In 1964, Brucella was isolated from rodents trapped in Wooroonooran National Park (WNP), in Northern Queensland, Australia. Genotyping of bacterial isolates in 2008 determined that they were a novel Brucella species. This study attempted to reisolate this species of Brucella from rodents living in the boundary area adjacent to WNP and to establish which endo- and ecto-parasites and bacterial agents were being carried by non-indigenous rodents at this interface. Seventy non-indigenous rodents were trapped [Mus musculus (52), Rattus rattus (17) and Rattus norvegicus (1)], euthanized and sampled on four properties adjacent to the WNP in July 2012. Organ pools were screened by culture for Salmonella, Leptospira and Brucella species, real-time PCR for Coxiella burnetii and conventional PCR for Leptospira. Collected ecto- and endo-parasites were identified using morphological criteria.

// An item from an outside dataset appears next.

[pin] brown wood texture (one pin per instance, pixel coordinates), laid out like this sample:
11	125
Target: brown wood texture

The percentage of rodents carrying pathogens were Leptospira (40%), Salmonella choleraesuis ssp. arizonae (14.29%), ectoparasites (21.42%) and endoparasites (87%). Brucella and C. burnetii were not identified, and it was concluded that their prevalences were below 12%. Two rodent-specific helminthic species, namely Syphacia obvelata (2.86%) and Nippostrongylus brasiliensis (85.71%), were identified. The most prevalent ectoparasites belonged to Laelaps spp. (41.17%) followed by Polyplax spp. (23.53%), Hoplopleura spp. (17.65%), Ixodes holocyclus (17.64%) and Stephanocircus harrisoni (5.88%), respectively. These ectoparasites, except S. harrisoni, are known to transmit zoonotic pathogens such as Rickettsia spp. from rat to rat and could be transmitted to humans by other arthropods that bite humans. The high prevalence of pathogenic Leptospira species is of significant public health concern. This is the first known study of zoonotic agents carried by non-indigenous rodents living in the Australian wet-tropical forest interface.

Item ID: 42117
Item Type: Article (Refereed Research - C1)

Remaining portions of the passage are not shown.